The regulators believe that:
“The DSS represents a major step in exploring innovation in digital assets in the UK and could lead to faster and cheaper ways for these securities to trade, settle, and be utilised among financial market participants.”
The hope is that the safe adoption of new technology in this domain could catalyze a technological transformation, promoting efficiency and resilience in the financial system in the long term.
What Assets Are Within the Scope of the DSS?
The regulators propose only allowing traditional finance assets within the scope of the DSS. Derivatives will only be accepted if settlement occurs outside the DSS. However, cryptoassets like Bitcoin and Ether are outside of the scope.
Eligibility Criteria and Progress through the DSS
The BoE and FCA will work together to operate the DSS. Their aims are to facilitate innovation (to promote a safe, sustainable and efficient financial system); and protect financial stability, market integrity, and cleanliness.

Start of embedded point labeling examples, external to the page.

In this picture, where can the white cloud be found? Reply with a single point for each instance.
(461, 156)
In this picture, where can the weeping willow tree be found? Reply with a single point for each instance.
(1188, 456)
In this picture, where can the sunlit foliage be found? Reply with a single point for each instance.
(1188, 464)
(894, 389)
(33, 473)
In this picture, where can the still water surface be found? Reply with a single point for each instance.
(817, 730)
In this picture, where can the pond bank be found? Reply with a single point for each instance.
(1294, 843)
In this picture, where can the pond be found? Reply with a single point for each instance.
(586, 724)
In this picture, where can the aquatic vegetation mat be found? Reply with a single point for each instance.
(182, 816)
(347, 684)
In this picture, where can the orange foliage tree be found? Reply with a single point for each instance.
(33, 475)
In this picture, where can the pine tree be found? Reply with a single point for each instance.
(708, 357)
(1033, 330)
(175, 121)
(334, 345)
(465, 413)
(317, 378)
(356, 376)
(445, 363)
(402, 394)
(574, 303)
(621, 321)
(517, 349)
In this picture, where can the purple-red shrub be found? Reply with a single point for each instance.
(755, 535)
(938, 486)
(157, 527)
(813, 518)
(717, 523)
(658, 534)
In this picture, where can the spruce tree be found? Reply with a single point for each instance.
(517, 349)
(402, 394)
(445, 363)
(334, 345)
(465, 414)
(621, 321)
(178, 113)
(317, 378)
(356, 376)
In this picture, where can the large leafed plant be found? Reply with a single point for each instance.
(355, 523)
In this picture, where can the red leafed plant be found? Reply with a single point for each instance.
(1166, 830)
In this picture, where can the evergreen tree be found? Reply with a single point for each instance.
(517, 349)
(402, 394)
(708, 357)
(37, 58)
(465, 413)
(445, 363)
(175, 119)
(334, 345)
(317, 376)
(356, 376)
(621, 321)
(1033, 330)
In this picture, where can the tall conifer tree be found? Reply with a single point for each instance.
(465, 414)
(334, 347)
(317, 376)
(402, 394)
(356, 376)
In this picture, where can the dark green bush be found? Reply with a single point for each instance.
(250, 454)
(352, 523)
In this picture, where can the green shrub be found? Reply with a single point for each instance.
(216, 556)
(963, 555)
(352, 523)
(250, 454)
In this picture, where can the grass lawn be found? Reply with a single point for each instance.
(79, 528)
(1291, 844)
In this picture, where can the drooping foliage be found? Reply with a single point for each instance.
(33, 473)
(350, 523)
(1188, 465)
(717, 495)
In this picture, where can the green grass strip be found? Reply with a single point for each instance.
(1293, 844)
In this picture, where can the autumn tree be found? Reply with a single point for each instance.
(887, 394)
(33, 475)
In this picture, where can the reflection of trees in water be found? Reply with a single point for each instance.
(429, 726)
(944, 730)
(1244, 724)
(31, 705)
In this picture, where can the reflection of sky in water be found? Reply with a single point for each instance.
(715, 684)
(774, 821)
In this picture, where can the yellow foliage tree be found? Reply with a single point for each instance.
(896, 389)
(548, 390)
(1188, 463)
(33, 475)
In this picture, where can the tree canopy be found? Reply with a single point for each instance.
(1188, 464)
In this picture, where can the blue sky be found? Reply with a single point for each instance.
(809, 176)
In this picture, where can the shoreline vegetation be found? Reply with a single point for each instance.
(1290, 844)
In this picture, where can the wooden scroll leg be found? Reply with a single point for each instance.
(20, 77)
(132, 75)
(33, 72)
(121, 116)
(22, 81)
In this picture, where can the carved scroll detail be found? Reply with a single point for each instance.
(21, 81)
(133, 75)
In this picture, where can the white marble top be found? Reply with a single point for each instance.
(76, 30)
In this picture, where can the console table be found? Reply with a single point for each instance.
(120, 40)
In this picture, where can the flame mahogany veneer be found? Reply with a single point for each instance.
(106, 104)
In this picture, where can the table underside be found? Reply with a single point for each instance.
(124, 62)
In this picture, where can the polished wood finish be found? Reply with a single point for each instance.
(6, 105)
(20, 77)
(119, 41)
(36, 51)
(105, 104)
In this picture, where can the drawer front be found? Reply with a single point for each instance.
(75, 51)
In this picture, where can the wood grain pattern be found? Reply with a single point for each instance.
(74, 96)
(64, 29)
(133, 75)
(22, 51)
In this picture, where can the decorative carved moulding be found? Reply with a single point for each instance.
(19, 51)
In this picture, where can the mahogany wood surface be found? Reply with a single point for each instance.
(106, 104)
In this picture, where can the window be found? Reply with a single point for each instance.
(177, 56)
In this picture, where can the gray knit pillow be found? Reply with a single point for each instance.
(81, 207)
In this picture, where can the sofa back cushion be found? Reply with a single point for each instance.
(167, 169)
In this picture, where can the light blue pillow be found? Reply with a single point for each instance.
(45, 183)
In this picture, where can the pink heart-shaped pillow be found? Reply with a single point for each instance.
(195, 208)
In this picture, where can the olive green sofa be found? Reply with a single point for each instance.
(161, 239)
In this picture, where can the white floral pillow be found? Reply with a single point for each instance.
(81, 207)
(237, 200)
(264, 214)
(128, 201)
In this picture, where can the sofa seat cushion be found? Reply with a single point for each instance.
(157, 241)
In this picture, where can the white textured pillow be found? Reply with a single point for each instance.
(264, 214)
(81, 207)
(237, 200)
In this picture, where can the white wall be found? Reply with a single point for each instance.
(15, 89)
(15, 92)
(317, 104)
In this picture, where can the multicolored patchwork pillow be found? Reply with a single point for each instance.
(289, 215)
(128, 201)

As such, they have put forward eligibility criteria, and set out the four main stages of progression through the DSS.
The DSS is slated to operate over a five-year period and may pave the way for a permanent regulatory regime for securities settlement. To ensure financial stability, activity within the DSS will be subject to pre-defined limits.
Sasha Mills, Executive Director for Financial Market Infrastructure at the BoE, emphasized the significance of the DSS, stating:
“This consultation is an innovative approach for regulators and an exciting milestone in supporting innovation in the financial industry.”
Similarly, Sheldon Mills, Executive Director, Consumers and Competition at the FCA, highlighted the collaborative nature of the DSS, stating:
“The new Digital Securities Sandbox reshapes how we regulate by allowing firms to test regulatory changes using real-world situations before these changes are made permanent.”
The consultation period, open until May 29, 2024, invites input from interested parties to ensure the optimal operation of the DSS while safeguarding financial stability and market integrity. The regulators plan to publish final guidance for firms and open the DSS for applications in the summer of 2024, marking a pivotal moment in the evolution of the UK’s financial ecosystem.